Although LED signs were first legal in town, after CVS Pharmacy on Main Street and Wakefield Prescription on Kingstown Road turned the lights on their LED signs, town residents became put off by their contrast with the traditional Wakefield aesthetics and the town placed a moratorium on the signs in September 2010. Since that time, the issue has pitted residents who want to keep South Kingstown’s rural character against business owners who hope to use the technology to advertise and make it safer for employees who brave heights and inclement weather when they change the messages.

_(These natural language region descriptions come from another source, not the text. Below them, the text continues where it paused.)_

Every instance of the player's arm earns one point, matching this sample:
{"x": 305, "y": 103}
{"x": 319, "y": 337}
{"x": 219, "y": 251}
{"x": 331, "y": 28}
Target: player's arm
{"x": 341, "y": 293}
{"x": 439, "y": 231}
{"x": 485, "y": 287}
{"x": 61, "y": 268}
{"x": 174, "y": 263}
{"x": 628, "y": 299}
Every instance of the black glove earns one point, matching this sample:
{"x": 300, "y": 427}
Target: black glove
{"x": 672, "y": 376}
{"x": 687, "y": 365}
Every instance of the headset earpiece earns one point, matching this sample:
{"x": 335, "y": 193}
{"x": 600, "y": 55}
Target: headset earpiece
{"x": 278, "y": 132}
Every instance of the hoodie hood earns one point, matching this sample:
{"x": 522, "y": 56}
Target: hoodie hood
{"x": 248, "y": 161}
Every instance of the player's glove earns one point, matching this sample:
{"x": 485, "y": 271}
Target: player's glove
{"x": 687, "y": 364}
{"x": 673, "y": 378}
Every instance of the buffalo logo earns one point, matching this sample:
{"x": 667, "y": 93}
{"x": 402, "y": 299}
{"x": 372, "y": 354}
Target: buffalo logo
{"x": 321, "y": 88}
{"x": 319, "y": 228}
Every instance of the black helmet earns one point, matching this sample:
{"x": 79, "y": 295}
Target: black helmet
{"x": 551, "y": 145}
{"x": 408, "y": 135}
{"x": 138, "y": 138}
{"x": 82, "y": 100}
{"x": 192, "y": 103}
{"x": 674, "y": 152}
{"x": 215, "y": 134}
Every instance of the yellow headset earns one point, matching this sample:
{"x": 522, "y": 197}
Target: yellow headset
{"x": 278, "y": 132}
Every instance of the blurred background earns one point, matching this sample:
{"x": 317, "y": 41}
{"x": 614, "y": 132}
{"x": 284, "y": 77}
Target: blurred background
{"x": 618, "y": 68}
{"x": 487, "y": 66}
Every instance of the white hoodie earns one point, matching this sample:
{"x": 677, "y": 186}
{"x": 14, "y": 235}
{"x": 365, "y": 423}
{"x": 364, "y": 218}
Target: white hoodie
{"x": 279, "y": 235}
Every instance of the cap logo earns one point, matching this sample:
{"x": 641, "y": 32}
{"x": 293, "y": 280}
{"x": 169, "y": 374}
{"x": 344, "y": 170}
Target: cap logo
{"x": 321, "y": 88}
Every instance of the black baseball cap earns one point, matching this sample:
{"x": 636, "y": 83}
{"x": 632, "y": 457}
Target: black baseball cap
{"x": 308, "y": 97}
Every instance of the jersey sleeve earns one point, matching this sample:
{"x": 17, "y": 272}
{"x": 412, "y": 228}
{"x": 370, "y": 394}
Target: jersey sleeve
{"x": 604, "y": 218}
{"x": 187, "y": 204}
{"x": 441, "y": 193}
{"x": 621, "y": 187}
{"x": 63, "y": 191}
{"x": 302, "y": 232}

The CVS and Wakefield Prescription signs are exempt from discussion or any ordinance review.

Once again, those in opposition to the signs made their voices heard, arguing that LED signs will take the town down a slippery slope.

“The appearance of the signs is totally unsuitable for South Kingstown. I think it’s so out of character,” resident Mary Lindsay said. “If you’re driving past Wakefield Prescription and stopped at a light, that light is so bright. It’s totally distracting. I’m against this for safety purposes. The first time I saw the Wakefield Prescription sign, I drove up on a curb.”

West Kingston resident Steve Corley stated that the signs will not take competition from East Greenwich’s Main Street, but will take competition from one Wakefield business to another.

To determine just how many residents support a ban on the LED signs, resident Edward White began circling an online petition last weekend. On Monday night, the petition already had 246 signatures.

“I feel the quality of life here in South Kingstown is its most valuable asset,” White said. “I think it is the signs themselves that are the issue. It’s a slippery slope that will harm businesses.”

White stated that if the quality of life is eroded, it will affect tourists and families that move to South Kingstown.

“If the local economy tanks, we’re all going to pay,” White said.
Although Vice President Carol Hagan McEntee initially proposed for the planning board to provide minimum standards that could be accepted by the town along with their recommendation, she withdrew her motion after Councilwoman Kathleen Fogarty raised concern that it creates an opening for LED signs in the future and stated she will vote against it.

“I thought it’d be nice to see both sides, a total ban versus minimum standards,” McEntee said. “There’s a distinct difference between the two pharmacy signs, the gas station price sign and the Newport Bank sign with the time and temperature. If the Newport Bank sign is something people can live with, we can consider it. If they can’t then we don’t have to go that route.”

“This has been so overwhelmingly negative to people, I don’t see why we’d put in minimum standards,” Fogarty said.

Councilwoman Mary Eddy also did not see McEntee’s motion as necessary, stating “I have no doubt [the planning board] will put in enough information. I don’t think we need to define what they should tell us.”